OPM Director John Berry’s term of offfice ends today. Executive Gov reports that the interim OPM Director will be Elaine Kaplan who has been serving as OPM’s General Counsel during Mr. Berry’s directorship. President Obama recently nominated Ms. Kaplan to a judgeship on the U.S. Court of Federal Claims.
The Washington Post reported on last week’s FEHBP oversight hearing as did Fierce Healthpayer.com. The Post article notes that “Rep. Darrell Issa (R-Calif.) [who chairs the House Oversight and Government Reform Committee that oversees the FEHBP] and Del. Eleanor Holmes Norton (D-D.C.) both expressed concern about cherry-picking by regional PPOs if those plans are allowed to participate in the benefit program.” The FEHBlog heard Mr. Issa suggest at the hearing that OPM initiate a pilot program.

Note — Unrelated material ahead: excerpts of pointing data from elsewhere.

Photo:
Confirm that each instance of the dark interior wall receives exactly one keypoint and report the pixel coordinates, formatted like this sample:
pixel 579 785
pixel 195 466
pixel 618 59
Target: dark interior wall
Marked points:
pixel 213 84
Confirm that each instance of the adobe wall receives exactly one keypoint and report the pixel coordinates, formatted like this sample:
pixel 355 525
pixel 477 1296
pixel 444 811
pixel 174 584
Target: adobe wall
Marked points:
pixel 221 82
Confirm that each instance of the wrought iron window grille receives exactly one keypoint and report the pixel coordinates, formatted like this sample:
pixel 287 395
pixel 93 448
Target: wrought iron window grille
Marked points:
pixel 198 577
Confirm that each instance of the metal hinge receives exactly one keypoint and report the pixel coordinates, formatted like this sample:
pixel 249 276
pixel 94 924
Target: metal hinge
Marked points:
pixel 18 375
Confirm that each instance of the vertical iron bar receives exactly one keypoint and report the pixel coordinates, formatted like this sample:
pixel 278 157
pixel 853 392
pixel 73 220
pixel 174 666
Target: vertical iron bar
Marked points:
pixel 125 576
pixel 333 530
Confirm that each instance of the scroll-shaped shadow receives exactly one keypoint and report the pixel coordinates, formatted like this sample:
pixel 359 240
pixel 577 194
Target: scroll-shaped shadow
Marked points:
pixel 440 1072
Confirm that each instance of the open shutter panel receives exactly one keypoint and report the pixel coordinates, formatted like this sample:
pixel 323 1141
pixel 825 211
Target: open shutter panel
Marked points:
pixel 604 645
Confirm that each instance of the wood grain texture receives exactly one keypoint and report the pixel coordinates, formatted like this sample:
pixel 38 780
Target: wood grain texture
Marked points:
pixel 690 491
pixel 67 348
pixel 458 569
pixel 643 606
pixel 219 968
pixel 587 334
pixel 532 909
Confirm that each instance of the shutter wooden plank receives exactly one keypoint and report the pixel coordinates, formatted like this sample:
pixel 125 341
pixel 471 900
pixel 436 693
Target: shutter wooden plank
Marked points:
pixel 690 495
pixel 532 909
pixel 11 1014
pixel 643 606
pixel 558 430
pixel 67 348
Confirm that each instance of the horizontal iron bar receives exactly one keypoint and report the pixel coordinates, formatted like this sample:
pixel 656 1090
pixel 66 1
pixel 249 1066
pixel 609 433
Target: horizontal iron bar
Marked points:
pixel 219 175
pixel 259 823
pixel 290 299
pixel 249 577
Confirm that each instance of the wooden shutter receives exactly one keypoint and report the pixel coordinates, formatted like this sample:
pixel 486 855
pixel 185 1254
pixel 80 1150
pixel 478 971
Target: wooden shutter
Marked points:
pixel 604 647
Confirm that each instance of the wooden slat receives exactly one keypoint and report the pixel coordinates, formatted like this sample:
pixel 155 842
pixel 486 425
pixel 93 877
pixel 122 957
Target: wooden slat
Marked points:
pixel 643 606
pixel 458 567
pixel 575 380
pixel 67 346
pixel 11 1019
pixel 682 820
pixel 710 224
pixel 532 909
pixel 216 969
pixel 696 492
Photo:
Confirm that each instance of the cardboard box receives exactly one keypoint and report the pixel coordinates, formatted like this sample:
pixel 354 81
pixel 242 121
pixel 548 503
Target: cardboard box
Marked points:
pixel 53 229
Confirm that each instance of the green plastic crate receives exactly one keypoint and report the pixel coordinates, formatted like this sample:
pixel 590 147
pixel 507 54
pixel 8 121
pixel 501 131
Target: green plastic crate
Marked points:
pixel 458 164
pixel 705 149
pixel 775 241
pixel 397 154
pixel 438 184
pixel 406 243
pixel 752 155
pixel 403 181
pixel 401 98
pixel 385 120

Govexec.com reports that the federal employee unions are lambasting the President’s budget proposals relating to federal employment compensation and benefits. Of course, the President’s FEHBP budget proposals were a topic of discussion at the oversight hearing last week. The article notes that
Obama’s budget would shift costs of the Federal Employees Health Benefits Program to require employees to pay more in order to save the government $8.4 billion over a decade while also seeking to modernize the program. The Office of Personnel “would be given authority to make adjustments to premiums based on an enrollee’s tobacco use and/or participation in a wellness program,” the proposal said. Union officials said they worried the government could charge higher rates to sick or obese employees.
This horse, however, already as left the barn as the Affordable Care Act permits exactly such adjustments to be made to group and individual health insurance premiums. The ACA regulators recently issued proposed regulations implementing this law for 2014 which healthcare.gov trumpets as protecting the interests of consumers.
Reuters reports a very troubling development. Reuters reports that a Nevada jury socked United Healthcare affiliates with a $524 million damages judgement in a case brought by two women who contracted Hepatitis C due to the unsafe injection practices of their gastroenterologist. United Healthcare was drawn into the case because the doctor was in a UHC affilates’s provider network. Counsel and Heal News notes that “The defense of the insurance companies was hurt when the judge refused to let them show evidence that their administrators had not uncovered any proof of wrongdoing in the doctor’s office or that the administrators had followed accepted practices.” Bloomberg News further reports that the defendants could not introduce evidence that the doctor is being put on trial for second degree murder. Bad cases do make bad law. Health plans need to proclaim the independent contractor relationship that exists between their network providers and themselves and publicize their accreditation procedures. (For all I know UHC took these steps but cases like this should lead health plans to engage in risk management analysis.)